Some Americans have so much wealth that they can spend enough to fuel much of the economy. The top fifth of American earners generates half of all consumer spending, noted Dean Maki, chief United States economist at Barclays Capital.

For the others, some say credit is an intrinsic part of modern life, and Americans will soon be back for more. “A river of red ink runs through the history of the American pocketbook,” said Lendol Calder, author of “Financing the American Dream: A Cultural History of Consumer Credit.”

“Partly because of desire, partly because of optimism, partly because lenders have been free to invent useful borrowing tools that minimized shame and bother,” he added, “I think it will take a great catastrophe, greater than the Great Depression, to wean Americans from their reliance on consumer credit.”

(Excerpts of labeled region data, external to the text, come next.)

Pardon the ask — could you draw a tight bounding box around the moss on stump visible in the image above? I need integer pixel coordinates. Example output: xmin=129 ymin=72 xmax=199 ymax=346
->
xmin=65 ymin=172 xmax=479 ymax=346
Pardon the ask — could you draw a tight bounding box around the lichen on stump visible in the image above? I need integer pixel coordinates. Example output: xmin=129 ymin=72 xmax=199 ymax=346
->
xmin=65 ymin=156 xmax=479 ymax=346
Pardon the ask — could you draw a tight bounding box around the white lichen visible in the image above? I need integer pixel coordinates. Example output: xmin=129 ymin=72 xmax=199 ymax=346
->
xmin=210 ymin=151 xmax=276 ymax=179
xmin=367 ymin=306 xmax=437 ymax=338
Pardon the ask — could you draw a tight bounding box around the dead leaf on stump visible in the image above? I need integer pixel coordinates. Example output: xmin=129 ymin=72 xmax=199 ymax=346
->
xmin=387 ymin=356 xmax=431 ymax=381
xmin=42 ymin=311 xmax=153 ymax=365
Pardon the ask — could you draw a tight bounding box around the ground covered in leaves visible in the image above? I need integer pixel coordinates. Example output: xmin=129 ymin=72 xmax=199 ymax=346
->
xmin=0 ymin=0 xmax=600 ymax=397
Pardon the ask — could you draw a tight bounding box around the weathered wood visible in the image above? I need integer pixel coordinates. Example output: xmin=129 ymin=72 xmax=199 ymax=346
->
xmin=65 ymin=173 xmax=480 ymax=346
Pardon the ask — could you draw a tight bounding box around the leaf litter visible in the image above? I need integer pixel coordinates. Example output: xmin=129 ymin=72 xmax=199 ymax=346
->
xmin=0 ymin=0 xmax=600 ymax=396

Credit counselors are now swamped by calls not just from people of modest means, but from professionals earning six-figure incomes, their access to finance warping their distinction between necessity and desire.

“The longer someone has lived on a high income, the harder it is for someone to cut back,” said Manuel Navarro of Money Management International in San Diego. “I ask them, ‘Do you really need to have a 60-inch flat-screen TV hanging on your wall?’ ”

Fran Barbaro has an M.B.A. and a résumé of computer industry jobs with salaries reaching $150,000 a year. She used to have a stock portfolio worth about $1 million. She hung original art on the walls of her three-bedroom house in Boston.

But divorce, illness and motherhood drained her savings. Her home is worth less than she owes, and she owes another $200,000 to credit card companies, banks and tax collectors.

Ms. Barbaro, 50, said she knew she was living beyond her means. But her house demanded work. Her two boys needed after-school programs running $25,000 a year. Medical bills multiplied.

“These were simple day-to-day expenses,” she said. “The money was always there.”

Until it wasn’t. Her take-home pay is $5,200 a month, but her debt payments reach $4,400.

Ms. Barbaro has rented out her house while negotiating to lower her mortgage. She has moved to an apartment, where her sons sleep in the lone bedroom while she sleeps on a pull-out sofa.

“It’s the worst,” Ms. Barbaro said. “How do you salvage what you have and hopefully go back?”